La petite phrase restée dans les limbes
Que se serait-il passé si Emmanuel Macron s’était exprimé lui-même ? Pure conjecture, bien entendu, mais vu l’ambiance, il y a fort à parier qu’on aurait déniché quelque petite phrase à lui reprocher, comme ces « 66 millions de procureurs » extraits voici quelques jours d’un discours sur la recherche en physique quantique. À ne rien dire, tout en faisant dire qu’il a agi, il joue la prudence.

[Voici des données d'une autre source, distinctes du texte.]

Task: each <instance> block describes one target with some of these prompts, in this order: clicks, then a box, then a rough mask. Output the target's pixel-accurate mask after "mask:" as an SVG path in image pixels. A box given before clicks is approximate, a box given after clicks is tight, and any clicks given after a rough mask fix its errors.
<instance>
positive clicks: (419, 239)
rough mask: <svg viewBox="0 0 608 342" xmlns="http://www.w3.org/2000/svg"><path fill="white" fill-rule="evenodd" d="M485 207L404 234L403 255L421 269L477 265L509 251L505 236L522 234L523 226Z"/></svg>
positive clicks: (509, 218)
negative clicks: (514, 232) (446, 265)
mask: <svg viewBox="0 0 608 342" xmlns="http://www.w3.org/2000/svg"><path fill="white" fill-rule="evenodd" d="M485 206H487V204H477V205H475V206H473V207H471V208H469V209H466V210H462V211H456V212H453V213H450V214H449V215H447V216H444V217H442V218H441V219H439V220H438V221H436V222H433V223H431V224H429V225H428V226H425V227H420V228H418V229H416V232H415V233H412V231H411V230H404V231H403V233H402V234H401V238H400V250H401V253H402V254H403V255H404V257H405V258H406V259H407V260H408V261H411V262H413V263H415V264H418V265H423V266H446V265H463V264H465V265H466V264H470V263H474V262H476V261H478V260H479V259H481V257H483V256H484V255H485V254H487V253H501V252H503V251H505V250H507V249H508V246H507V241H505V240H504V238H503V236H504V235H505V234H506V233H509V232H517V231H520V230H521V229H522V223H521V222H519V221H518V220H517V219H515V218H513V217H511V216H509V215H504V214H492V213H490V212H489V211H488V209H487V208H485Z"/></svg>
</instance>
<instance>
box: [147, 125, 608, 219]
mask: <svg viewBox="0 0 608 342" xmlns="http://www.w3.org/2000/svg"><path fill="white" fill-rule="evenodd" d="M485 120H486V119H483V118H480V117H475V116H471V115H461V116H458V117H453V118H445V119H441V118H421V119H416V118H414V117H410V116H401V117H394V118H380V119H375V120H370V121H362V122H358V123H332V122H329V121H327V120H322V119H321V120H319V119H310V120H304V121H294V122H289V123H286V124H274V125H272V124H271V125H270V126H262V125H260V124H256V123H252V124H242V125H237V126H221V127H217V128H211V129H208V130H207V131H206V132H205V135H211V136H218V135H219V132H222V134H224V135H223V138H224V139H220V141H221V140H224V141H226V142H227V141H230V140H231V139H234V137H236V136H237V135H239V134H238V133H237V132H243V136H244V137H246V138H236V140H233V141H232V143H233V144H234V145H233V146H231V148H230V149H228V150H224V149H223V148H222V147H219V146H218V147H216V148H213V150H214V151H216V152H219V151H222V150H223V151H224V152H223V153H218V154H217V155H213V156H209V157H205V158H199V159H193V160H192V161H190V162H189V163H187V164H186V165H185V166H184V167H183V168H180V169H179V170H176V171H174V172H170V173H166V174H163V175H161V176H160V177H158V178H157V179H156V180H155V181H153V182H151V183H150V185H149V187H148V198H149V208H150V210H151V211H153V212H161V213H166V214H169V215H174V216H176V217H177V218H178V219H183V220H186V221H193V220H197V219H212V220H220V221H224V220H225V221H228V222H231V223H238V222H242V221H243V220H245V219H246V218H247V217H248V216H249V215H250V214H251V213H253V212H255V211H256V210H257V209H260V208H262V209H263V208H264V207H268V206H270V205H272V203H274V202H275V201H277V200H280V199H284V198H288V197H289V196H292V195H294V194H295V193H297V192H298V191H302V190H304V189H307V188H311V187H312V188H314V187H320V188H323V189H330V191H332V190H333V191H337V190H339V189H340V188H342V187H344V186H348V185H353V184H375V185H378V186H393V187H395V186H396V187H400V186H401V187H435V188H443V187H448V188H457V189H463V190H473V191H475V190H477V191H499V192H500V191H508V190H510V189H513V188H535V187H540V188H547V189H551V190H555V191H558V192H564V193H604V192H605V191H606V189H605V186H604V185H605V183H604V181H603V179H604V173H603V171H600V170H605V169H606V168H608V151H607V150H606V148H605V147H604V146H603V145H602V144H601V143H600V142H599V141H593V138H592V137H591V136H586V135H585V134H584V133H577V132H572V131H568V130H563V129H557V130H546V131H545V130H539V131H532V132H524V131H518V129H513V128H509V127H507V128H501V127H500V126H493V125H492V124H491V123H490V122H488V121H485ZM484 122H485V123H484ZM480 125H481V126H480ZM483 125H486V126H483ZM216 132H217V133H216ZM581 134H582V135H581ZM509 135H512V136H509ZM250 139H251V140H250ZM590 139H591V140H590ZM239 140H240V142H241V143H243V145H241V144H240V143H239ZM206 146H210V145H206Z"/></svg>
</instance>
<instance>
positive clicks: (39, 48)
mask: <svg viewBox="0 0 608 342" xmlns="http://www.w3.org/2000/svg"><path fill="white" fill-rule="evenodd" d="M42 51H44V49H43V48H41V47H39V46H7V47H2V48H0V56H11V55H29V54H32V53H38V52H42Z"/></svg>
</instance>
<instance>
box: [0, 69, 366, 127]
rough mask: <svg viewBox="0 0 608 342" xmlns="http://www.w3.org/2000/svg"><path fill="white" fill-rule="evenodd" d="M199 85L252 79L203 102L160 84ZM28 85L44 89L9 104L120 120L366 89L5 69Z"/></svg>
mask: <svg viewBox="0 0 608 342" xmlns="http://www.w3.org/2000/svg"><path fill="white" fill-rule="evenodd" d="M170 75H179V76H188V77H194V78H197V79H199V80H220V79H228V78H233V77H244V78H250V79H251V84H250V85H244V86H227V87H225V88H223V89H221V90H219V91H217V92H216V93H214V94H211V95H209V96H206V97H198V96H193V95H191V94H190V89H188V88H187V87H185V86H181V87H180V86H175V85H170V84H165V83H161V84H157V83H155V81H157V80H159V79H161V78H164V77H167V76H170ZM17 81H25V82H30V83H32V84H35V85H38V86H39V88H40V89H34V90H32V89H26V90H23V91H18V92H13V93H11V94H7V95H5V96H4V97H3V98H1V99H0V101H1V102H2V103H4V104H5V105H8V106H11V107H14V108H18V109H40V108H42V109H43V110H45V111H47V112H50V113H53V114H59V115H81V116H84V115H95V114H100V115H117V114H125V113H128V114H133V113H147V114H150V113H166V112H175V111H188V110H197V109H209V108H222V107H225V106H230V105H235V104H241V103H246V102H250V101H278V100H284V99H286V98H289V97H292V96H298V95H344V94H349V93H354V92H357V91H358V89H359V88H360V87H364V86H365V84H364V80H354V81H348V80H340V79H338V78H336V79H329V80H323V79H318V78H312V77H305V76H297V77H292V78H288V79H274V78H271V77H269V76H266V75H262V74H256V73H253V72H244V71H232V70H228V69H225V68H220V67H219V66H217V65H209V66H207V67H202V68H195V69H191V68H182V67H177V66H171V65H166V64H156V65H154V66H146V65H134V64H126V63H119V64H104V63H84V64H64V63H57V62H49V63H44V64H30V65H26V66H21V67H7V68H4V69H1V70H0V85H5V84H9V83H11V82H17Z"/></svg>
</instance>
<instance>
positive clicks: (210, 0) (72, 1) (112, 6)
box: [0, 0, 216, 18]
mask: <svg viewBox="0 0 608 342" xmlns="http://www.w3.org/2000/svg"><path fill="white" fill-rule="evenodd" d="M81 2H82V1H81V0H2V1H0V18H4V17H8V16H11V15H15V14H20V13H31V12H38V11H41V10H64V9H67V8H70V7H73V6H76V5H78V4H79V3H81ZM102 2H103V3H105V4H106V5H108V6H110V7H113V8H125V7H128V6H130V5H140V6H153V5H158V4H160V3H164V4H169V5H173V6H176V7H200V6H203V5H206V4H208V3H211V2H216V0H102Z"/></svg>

Cela paraît raisonnable. À condition de ne pas en abuser, dirait probablement Francis Fukuyama. Décidément dégrisé quant aux vertus intrinsèques de la démocratie, celui-ci assurait voici quelques mois, dans un article très remarqué de The Atlantic à propos de la lutte contre le covid-19, que « ce qui importe en fin de compte n’est pas le type de régime mais le fait que les citoyens ont ou non confiance dans leurs leaders et que ces leaders dirigent un État compétent et efficace » (« What matters in the end is not regime type, but whether citizens trust their leaders, and whether those leaders preside over a competent and effective state ») [ii]. Pour regagner la confiance des Français, Emmanuel Macron devra tout de même se montrer quelquefois.
Michel Le Séac’h
P.S. Et voilà : dès qu'il a eu la possibilité d'annoncer une bonne nouvelle, dans la soirée du 2 février, Emmanuel Macron s'est empressé de « se montrer » en personne. Il l'a fait de la manière la plus factuelle possible, en laissant la main aux Français. Ils pourront se faire vacciner dans les prochains mois sans y être obligés : il n'est pas question de « 66 millions de vaccinés ». Et le 4 février, Jean Castex, au risque de détricoter à retardement la communication élyséenne, a expliqué n'avoir pas reconfiné parce que la situation sanitaire ne l'exigeait pas.
llustration : capture partielle d’écran, Déclaration du Premier ministre Jean Castex à l’issue du Conseil de défense Covid-19 du 29 janvier 2021, site de l’Élysée via YouTube.
[i] Arthur Berdah, François-Xavier Bourmaud et Mathilde Siraud, « Reconfinement : l’histoire secrète de la décision surprise de Macron », Le Figaro, 1er février 2021.
[ii] Francis Fukuyama, « The Thing That Determines a Country’s Resistance to the Coronavirus », The Atlantic, 30 mars 2020.